Just cleaned my desktop and took a screenshot with the wallpaper


----------



## goander (Jun 27, 2011)

@redtrk - Thank you. 
@MasterTM - Looks good. I'm currently rocking the prison one myself.


----------



## Mustang302LX (Jun 28, 2011)

*drools* I want that represent one as my phone wallpaper!!!! That is def. going up on my MacBook Pro after work!!!


----------



## SyNiK4L (Jun 7, 2011)

goander said:


> @redtrk - Thank you.
> @MasterTM - Looks good. I'm currently rocking the prison one myself.


ya im running the prison one too. i love it.


----------



## goander (Jun 27, 2011)

@Mustang302LX -I'll try to get some phone walls up this evening.


----------



## SyNiK4L (Jun 7, 2011)

goander said:


> @Mustang302LX -I'll try to get some phone walls up this evening.


yay for goander. lol


----------



## neur0tk (Jun 6, 2011)

Nice work I dig the wallpaper


----------



## goander (Jun 27, 2011)

Okay guys, I updated the OP to add phone versions of the 3 original wallpapers. Enjoy!


----------



## Mustang302LX (Jun 28, 2011)

goander said:


> Okay guys, I updated the OP to add phone versions of the 3 original wallpapers. Enjoy!


*bows* you just made a kind of garbage night into a bit better!!! Thanks I really appreciate it!!

My MacBook Pro and TBolt now share a BG image!!


----------



## goander (Jun 27, 2011)

@Mustang302LX - Haha..you're welcome mustangson. LOL

Also wanted to throw a note in here for everybody that I updated the OP (again) with new wallpapers (desktop and phone variants).


----------



## monkey1911 (Jun 10, 2011)

Here's mine, I liked this wallpaper. But I would really like one with the handcuffs getting broken like the current page banner!


----------



## monkey1911 (Jun 10, 2011)

Ok, this one is growing on me!


----------



## iceandfire (Jun 29, 2011)

That is some cool shit.  Keep up the good work bro.

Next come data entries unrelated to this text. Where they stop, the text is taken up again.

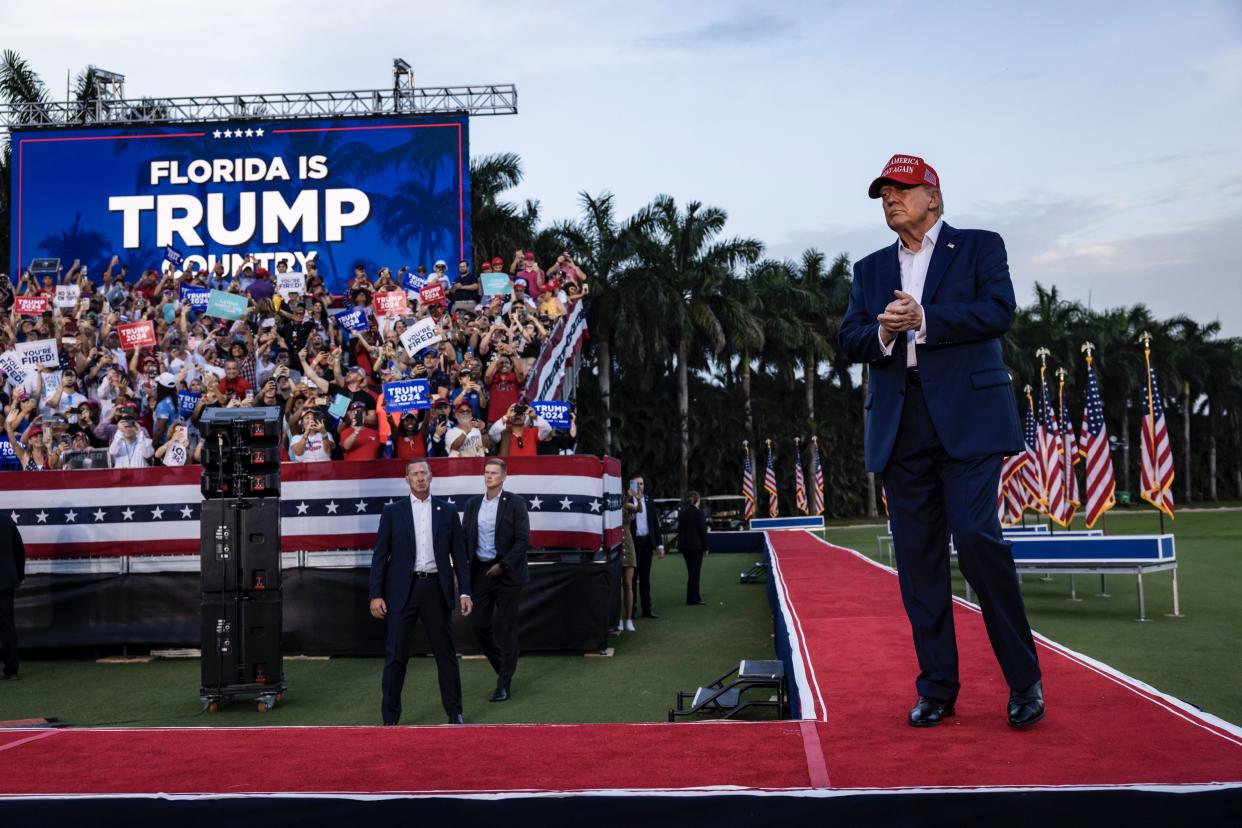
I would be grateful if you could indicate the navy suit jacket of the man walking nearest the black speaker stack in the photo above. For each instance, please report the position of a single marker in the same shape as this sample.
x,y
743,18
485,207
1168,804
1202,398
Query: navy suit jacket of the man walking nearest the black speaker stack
x,y
394,557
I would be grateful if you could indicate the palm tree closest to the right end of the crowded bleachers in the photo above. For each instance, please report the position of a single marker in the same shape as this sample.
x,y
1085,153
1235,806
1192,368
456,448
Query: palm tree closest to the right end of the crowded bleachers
x,y
602,246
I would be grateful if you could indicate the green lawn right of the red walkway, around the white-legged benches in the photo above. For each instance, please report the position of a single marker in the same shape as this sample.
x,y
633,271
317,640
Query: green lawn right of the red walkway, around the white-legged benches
x,y
1194,659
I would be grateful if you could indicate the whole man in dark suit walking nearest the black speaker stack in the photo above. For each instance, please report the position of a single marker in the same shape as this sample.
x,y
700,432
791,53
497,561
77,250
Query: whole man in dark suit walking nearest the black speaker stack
x,y
419,549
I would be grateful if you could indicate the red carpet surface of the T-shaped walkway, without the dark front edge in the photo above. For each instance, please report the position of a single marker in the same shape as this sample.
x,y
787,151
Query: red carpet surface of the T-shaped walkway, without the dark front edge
x,y
1101,731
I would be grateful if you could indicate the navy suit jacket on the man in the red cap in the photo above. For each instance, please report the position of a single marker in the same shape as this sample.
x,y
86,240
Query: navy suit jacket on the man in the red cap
x,y
968,304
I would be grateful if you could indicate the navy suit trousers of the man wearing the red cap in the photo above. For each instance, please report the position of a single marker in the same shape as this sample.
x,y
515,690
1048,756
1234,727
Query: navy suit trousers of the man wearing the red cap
x,y
931,497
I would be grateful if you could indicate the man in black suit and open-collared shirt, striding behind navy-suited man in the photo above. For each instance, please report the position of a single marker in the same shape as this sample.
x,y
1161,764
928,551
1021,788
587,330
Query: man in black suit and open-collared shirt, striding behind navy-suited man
x,y
497,538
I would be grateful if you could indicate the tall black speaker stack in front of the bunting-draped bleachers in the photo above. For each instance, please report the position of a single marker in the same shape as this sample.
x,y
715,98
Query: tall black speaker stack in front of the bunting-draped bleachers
x,y
240,557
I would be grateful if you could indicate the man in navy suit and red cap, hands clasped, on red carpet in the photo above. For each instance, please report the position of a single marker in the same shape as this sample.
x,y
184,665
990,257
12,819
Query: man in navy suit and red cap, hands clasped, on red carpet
x,y
927,315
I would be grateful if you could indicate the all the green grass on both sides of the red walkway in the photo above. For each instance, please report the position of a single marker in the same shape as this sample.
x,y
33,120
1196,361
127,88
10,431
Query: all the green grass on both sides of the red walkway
x,y
1194,657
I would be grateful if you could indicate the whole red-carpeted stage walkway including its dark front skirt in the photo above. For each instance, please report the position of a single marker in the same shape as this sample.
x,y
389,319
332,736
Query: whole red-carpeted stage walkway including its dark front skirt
x,y
1110,748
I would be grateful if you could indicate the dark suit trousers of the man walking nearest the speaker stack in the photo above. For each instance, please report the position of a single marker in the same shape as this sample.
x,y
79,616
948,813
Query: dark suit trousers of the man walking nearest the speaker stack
x,y
427,604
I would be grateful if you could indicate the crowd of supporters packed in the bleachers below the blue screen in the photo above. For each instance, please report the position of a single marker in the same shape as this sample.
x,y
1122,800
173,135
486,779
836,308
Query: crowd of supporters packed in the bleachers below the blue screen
x,y
105,405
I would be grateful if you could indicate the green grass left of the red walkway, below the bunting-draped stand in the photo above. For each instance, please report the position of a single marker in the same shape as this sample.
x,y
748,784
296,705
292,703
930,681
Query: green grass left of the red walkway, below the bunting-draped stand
x,y
682,650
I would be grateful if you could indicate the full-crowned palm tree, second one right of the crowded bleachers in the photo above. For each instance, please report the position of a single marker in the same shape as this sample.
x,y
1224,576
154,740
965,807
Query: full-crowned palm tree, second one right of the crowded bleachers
x,y
684,265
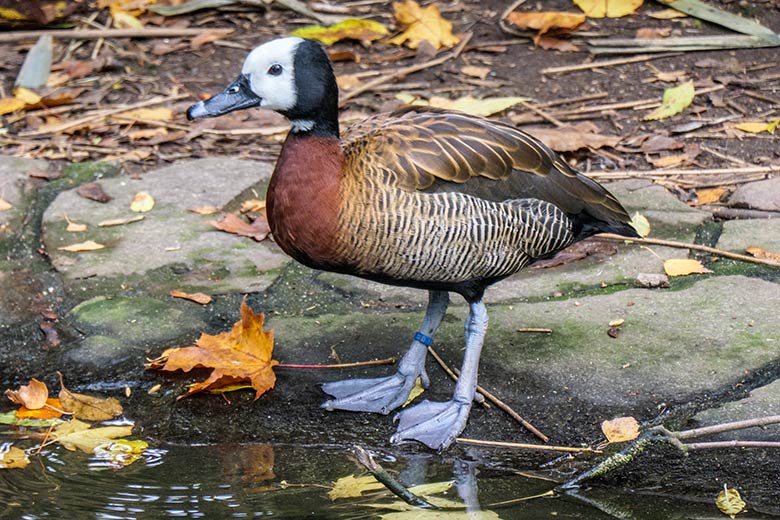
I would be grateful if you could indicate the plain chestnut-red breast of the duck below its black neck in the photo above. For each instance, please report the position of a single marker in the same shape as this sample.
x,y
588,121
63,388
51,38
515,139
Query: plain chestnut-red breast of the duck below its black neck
x,y
304,197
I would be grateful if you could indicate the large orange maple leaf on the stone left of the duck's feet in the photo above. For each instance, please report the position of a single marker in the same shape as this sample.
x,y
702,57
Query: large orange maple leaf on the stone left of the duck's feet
x,y
243,354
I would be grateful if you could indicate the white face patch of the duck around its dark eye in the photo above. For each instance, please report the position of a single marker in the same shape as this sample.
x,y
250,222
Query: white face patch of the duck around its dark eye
x,y
275,88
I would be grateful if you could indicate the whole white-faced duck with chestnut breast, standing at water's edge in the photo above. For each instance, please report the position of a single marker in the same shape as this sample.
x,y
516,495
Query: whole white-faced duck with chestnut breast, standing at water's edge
x,y
419,197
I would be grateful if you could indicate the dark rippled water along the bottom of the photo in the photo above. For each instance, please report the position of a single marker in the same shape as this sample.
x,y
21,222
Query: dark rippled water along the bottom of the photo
x,y
260,481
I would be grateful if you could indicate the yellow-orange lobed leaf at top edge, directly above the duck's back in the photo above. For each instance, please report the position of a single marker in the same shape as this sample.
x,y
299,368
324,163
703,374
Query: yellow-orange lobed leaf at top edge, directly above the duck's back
x,y
422,24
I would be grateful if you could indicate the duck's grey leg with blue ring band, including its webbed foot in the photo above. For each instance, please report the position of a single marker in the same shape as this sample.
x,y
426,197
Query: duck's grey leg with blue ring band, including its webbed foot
x,y
384,394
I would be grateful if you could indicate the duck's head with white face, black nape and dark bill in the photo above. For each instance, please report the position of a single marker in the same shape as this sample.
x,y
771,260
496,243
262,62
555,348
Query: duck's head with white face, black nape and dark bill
x,y
292,76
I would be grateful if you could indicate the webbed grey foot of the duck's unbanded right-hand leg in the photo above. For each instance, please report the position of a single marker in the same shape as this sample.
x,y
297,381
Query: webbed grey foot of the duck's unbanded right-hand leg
x,y
434,424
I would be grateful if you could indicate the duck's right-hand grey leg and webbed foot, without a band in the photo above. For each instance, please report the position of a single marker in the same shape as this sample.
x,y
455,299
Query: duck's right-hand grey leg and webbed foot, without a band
x,y
438,424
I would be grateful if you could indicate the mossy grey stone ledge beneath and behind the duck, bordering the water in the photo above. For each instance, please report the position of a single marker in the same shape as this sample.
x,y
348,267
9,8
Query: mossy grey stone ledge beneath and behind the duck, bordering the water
x,y
701,352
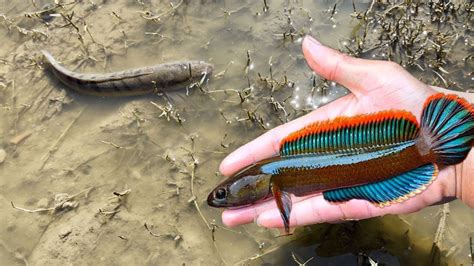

Sent from my Nexus S using Tapatalk


----------



## goander (Jun 27, 2011)

Thanks for all the support guys. Anyone have any suggestions for walls?


----------



## goander (Jun 27, 2011)

New Wallpaper in OP!


----------



## goander (Jun 27, 2011)

Couldn't resist. My iMac at work has been taken over.


----------



## razorclose (Jun 9, 2011)

goander said:


> Couldn't resist. My iMac at work has been taken over.


haha, I did the same thing to my macbook pro. Can't wait for apple fanboys to jump down my throat at school
View attachment 757


----------



## Walter White (Aug 1, 2011)

Any way to get a 1920x1200 version of the third one?


----------



## goander (Jun 27, 2011)

Here you go. 
View attachment 797


----------



## Walter White (Aug 1, 2011)

goander said:


> Here you go.
> View attachment 1242


Thank you!! 

Sent from my ADR6400L using Tapatalk


----------



## SmokeCrawler (Aug 7, 2011)

These are really nice. Thanks


----------



## jzaslice (Aug 2, 2011)

Omg imagine if the apple kick was a boot animation?!!??


----------



## goander (Jun 27, 2011)

Updated the OP with a new Desktop and Phone wallpaper. Enjoy.


----------